This post was originally part of my previous News Bites post but it was too big for the format. It sat as a draft for a few days before I modified it for clarity and expanded it:
- Graphic: How big, exactly, is Starbucks’ new ‘Trenta’ size? [National Post] I actually first noticed it when Serious Eats posted it. I’m going to rant here, and not for the reason you expect:
Dear readers, you know that I’m a healthy living advocate and I’m the first to urge drinking water instead. I’ve also stated in my “about” page on this blog that I’m not a fan of Starbucks. However, infographics like that and rage against Starbucks feel like propaganda. I don’t think that it was intended to be. Sometimes an infographic is just an infographic and the infographic itself is pretty benign. Interesting, even. It shows, simply, size of drink in relation to average capacity of human stomach. That’s it. It’s the reaction to it that sets me off. After seeing the image all over the internet I feel like the message is diluted and like there’s a little bit of “broken telephone” (remember that game?) going on with the message.
Fact: Comments from baristas at some of the websites and blogs that carried the infographic indicate that the Trenta size is only available for iced coffee and tea (see “broken telephone” above). From what I’ve seen, media – traditional and new – hasn’t reported this. Makes me wonder why. One misinformed media outlet can spread the word like wildfire.

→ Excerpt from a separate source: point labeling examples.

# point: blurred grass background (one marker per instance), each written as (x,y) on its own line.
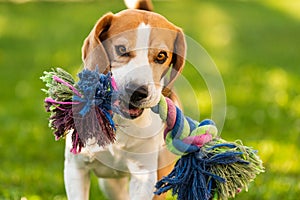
(255,44)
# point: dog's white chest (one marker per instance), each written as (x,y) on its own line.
(137,145)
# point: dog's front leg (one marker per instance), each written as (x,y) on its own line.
(142,181)
(76,177)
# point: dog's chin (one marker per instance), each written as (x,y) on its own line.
(128,110)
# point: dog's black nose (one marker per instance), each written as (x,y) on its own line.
(137,93)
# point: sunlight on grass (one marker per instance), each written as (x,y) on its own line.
(290,7)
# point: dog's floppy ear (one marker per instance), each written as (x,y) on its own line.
(93,52)
(177,63)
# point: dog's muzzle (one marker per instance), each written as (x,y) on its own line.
(131,100)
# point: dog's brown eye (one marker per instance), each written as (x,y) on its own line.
(121,50)
(161,57)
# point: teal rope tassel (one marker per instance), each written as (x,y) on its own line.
(209,167)
(82,109)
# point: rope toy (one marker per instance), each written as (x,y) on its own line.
(209,167)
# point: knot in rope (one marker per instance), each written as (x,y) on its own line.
(183,135)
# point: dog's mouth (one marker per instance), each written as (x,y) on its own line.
(128,110)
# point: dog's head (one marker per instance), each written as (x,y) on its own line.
(139,48)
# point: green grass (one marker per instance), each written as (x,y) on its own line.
(255,46)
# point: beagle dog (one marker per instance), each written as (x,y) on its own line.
(145,53)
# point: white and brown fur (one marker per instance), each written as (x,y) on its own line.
(129,168)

Fact: With a regular coffee-based or tea based blended beverage (think anything made with flavoured syrup, your milk – based lattes, macchiatos, Frappuccinos, mochas, etc.) any size you choose, they’re full of unhealthy stuff. You know this. You can customize your beverage and omit the whipped cream, make the lower fat milk, etc., but Starbucks blended beverages are basically junk food in beverage form whether you order a Tall, a Grande or a Venti size.
Fact: Most of those drinks – and as I’ve noted, the Trenta is only for iced drinks – are mostly ice. Generally when you buy iced coffee drinks, fountain drinks, mixed alcoholic drinks or any cold drink that doesn’t come in a can or bottle, they are mostly ice. It dilutes the product while maximizing profit.
Fact: Long before Starbucks conceived of these bigger sizes there was “Super sizing”. There were “Big Gulps” and whatever other large sizes that 7-11 and other convenience stores/bodegas have been selling for years.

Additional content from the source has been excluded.